A new bill that would require Connecticut to study its plan to build a third casino could put the Mashantucket Pequots and Mohegan tribes’ joint venture in danger.
In a Thursday meeting of the Connecticut House commerce committee, Rep. Chris Perone raised a concept for the bill that would require the state to study “the costs and benefits of establishing commercial gaming.”
The study would be an analysis on how a third casino would affect jobs and revenues in the state, as well as consider whether to broaden the site search beyond the I-91 and Hartford corridor.
“Let’s make decisions based on the analysis of our overall gaming climate in the state of Connecticut,” said Perone. “That’s what this is really about.”
The bill, if passed, could delay MMCT Venture—the Pequots and Mohegan joint casino project—to open a third commercial casino.
This would be an additional hurdle for the tribes in addition to MGM Resorts’ pending lawsuit challenging the statute that allows the tribes to search for the site.

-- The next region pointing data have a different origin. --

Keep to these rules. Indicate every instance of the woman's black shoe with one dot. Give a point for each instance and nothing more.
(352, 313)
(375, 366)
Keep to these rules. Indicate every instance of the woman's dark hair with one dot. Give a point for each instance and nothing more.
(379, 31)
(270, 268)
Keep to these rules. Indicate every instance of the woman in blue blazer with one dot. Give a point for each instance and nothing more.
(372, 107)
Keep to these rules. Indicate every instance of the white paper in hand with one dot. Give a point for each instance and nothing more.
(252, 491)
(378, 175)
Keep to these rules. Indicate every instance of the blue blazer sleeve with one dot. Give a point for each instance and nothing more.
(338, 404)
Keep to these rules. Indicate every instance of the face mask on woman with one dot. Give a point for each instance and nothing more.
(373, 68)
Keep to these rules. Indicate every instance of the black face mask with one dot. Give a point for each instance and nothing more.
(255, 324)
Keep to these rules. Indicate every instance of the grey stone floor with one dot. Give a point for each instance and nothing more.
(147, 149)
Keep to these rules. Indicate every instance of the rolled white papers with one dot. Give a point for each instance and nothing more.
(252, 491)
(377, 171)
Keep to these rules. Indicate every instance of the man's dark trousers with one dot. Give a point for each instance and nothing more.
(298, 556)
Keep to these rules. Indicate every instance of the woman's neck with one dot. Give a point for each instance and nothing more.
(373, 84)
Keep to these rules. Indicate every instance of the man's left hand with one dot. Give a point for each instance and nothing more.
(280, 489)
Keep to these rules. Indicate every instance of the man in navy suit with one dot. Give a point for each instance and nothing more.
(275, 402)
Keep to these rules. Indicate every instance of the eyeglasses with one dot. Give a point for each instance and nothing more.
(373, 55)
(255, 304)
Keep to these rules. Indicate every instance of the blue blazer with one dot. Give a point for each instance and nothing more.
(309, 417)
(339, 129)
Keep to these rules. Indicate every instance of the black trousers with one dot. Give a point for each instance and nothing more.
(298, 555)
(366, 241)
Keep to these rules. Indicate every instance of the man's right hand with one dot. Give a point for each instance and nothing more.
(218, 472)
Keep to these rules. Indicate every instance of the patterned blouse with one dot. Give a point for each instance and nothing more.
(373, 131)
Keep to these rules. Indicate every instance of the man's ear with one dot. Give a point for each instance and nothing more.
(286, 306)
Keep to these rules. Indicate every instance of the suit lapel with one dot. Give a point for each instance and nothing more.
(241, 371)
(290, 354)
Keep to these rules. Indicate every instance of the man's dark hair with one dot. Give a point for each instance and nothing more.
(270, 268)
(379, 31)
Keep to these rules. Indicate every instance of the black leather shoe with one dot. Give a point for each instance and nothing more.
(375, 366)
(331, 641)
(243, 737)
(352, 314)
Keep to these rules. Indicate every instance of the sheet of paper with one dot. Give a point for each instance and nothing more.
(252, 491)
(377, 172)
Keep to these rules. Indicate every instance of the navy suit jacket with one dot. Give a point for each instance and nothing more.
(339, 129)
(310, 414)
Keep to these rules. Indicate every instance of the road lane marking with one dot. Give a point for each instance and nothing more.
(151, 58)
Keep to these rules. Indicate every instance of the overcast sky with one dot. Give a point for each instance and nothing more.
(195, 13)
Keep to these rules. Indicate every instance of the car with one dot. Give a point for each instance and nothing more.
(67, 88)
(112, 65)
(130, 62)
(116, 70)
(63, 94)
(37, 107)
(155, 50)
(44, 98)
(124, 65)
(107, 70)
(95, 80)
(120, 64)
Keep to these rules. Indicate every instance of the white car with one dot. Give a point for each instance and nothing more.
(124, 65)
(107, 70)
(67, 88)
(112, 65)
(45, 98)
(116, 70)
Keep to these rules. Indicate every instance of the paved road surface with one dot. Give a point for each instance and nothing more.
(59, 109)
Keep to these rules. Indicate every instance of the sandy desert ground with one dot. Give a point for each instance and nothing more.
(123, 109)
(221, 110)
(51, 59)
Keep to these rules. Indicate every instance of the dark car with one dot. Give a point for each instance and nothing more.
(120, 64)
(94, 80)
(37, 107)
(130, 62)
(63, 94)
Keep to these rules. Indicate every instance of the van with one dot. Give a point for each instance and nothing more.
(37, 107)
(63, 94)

Connecticut AG George Jepsen said that the legislature has allowed the tribal leaders of tribes to seek proposals for a location of a possible future commercial casino but MMCT still requires another act of the legislature to expand casino gambling beyond their respective reservations.
The tribes are in the process of choosing a site from four municipalities that responded to its request for proposals. And the project is slated to compete with the $960 million MGM Springfield, which will open across the border in Massachusetts in 2018. But if the bill were to pass, the chance of the tribes opening first, perhaps in late 2016, would be impossible.
The details of the bill still need to be drafted, according to Perone, but he expects the bill to come to a public hearing on March 1.